The foregoing and other aspects of the invention, which will become apparent as the detailed description proceeds, are achieved by a method for institutionally effecting hand hygiene practices, comprising: staging specific actions in a specific sequence and at specific times to effect a culture change regarding hand hygiene within an institution; employing stage matched tools appropriate to each of the stages to obtain a desired result in each stage before proceeding to a next sequential stage; assessing the effectiveness of the actions at each stage before proceeding to a next subsequent stage; and remaining in a given stage and undertaking the actions thereof until the assessment of the effectiveness of such actions satisfies a predetermined criteria.

DESCRIPTION OF DRAWINGS

For a complete understanding of the method of the invention, reference should be made to the following detailed description and accompanying drawings wherein:

FIG. 1 is a topical chart showing the method of the invention and its staged and stratified nature; and

FIG. 2, comprising FIGS. 2A-2E, is a detailed flow diagram of the method of the invention in one implementation thereof.

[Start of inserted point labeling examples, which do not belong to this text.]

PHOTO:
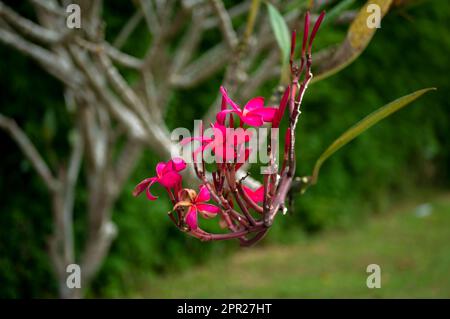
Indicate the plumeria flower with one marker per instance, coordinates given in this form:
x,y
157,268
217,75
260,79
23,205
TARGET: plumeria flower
x,y
196,203
255,195
254,113
228,144
167,174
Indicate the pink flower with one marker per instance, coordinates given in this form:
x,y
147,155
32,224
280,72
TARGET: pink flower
x,y
254,113
167,174
255,195
196,204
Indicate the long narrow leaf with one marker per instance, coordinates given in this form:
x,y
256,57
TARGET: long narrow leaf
x,y
363,125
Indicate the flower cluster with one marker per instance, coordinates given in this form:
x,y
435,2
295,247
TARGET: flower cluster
x,y
245,212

BEST MODE FOR CARRYING OUT THE INVENTION

Referring now to the drawings and more particularly FIG. 1, it can be seen that the method of the invention is shown in topical form by the chart of FIG. 1, and designated generally by the numeral 10. As shown, the method is both staged and stratified, being shown as employing five stages, with the stages having particularly associated tools to be employed to effect the desired result at each stage. The stages of the process include pre-pre launch, pre launch, launch, culture change and post launch maintenance, with the tools employed in the various stages consisting of education, triggers to awareness of need for use, leadership development for the institutional manager, health care worker engagement, feedback, reinforcement and client support services.

In the context of the method of the invention, and in the environment of a hospital or health care facility, the program provides for the placement of hand disinfection dispensers filled with alcohol-based hand rub gel solution or the like at various strategic locations about the institution or facility, and the program effects the necessary cultural change to increase the normally low levels of use of such dispensers for improved hand hygiene. While the program and method are set forth in detail with respect to a health care facility, it will be understood that it is equally applicable to any of numerous environments where hand hygiene is of significant importance.

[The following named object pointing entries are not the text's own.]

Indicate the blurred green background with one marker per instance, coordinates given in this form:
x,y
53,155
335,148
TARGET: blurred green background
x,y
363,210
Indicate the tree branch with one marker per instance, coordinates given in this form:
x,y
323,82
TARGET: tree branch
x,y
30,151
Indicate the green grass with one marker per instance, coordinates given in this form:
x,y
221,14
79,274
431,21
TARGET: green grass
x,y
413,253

At the commencement of the program, in the pre-pre launch or “get ready” stage, the organizational “change manager” (Infection Control Practitioner (“ICP”) or health educator) of the facility is provided with a program guide which presents an overview of the process, establishing the program with a very brief overview of the stages employed. The purpose of this initial educational step, identified at Al in FIG. 1, is to allow the ICP to obtain an overview of the program with an understanding of what the ICP will need to do during the program. The overview of the process provided at Al is necessarily simple and enlightening, so as to not intimidate the ICP, but rather provide encouragement and enthusiasm, and an early understanding that managing a program to effect behavior change and institutional culture change requires a process mind set.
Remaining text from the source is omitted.